I AM A MAGE BUT WITH MILF SYSTEM - Chapter 687 - 687: Meeting Vanessa

“Please,” he gurgled. The word came out wrong. His tongue had blistered. “Please—”
The fire reached his eyes and it didn’t even take seconds before they burst.
First, the whites began to simmer, turning from white to yellow to brown. Then the irises boiled. The man’s scream had already died in his throat, replaced by a helpless, throaty choke. His pupils seemed to shrink, then swell, then collapse inward as the jelly inside his skull turned to steam.
pop pop
The sound was small—a soft double-pop. But everyone in the corridor heard it. The soldier behind him—the one who had reached for his sword—turned and vomited onto the floor.
The burning man made no more pleas. His mouth opened and closed, but the sounds that came out were no longer words. His hands had curled into fists, his armor plate now glowing cherry red as the burning reached fever point.
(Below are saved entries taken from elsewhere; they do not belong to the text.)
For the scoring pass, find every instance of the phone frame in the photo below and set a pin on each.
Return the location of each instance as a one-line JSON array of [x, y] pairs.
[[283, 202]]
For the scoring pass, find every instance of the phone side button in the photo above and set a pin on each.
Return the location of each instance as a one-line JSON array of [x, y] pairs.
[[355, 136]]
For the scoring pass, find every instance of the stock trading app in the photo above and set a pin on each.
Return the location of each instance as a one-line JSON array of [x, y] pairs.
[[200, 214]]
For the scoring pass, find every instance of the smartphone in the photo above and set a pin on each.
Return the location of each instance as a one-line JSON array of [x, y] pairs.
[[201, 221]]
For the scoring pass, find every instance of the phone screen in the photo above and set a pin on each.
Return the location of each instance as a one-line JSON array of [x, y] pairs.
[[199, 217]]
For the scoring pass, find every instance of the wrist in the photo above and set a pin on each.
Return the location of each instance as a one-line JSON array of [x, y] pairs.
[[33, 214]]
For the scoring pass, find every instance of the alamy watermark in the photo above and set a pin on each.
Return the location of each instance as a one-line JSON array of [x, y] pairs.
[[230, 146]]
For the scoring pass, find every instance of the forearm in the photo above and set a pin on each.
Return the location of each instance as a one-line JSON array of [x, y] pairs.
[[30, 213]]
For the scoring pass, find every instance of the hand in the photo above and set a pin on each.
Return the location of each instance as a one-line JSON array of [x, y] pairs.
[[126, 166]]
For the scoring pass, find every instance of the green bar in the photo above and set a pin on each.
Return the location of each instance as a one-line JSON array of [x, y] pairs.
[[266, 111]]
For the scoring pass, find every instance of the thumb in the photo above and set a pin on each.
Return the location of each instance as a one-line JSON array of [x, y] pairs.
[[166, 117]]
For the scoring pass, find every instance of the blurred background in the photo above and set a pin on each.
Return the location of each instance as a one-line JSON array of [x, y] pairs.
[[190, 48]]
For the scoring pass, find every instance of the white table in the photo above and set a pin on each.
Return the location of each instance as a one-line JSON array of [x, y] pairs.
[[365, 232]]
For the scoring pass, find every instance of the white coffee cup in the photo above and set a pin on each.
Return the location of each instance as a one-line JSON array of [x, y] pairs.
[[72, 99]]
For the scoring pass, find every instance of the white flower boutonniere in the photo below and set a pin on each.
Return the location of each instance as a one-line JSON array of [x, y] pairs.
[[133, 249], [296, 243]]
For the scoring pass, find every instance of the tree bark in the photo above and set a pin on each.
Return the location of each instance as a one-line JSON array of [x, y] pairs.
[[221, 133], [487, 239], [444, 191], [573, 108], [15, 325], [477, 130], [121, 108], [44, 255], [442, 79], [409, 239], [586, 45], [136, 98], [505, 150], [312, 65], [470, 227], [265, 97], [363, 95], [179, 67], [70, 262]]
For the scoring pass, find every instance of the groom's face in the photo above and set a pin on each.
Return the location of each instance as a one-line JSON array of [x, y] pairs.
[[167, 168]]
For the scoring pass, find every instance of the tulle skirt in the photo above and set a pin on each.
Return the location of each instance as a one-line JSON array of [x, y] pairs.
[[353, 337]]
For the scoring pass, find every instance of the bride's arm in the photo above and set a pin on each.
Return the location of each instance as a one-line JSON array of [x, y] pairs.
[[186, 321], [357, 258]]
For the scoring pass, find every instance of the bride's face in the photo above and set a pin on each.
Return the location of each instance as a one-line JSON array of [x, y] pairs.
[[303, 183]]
The smell was even more bizarre. Roasted meat. Burnt hair. Piss. Shit.
Julian watched without blinking.
The fire burned for another thirty seconds—though it felt like an hour to every person in that corridor—and then, finally, the screaming stopped. The body toppled sideways, still smoking like a burnt coal.
When it hit the floor, one of the arms came off at the shoulder—the joint had burned through completely. The arm lay separate, his palm facing up as if begging for mercy it would never receive. The torso had split open in places, and you could see the ribs beneath. The face was gone. Where a face should have been, there was only a skull, the skin burned away entirely.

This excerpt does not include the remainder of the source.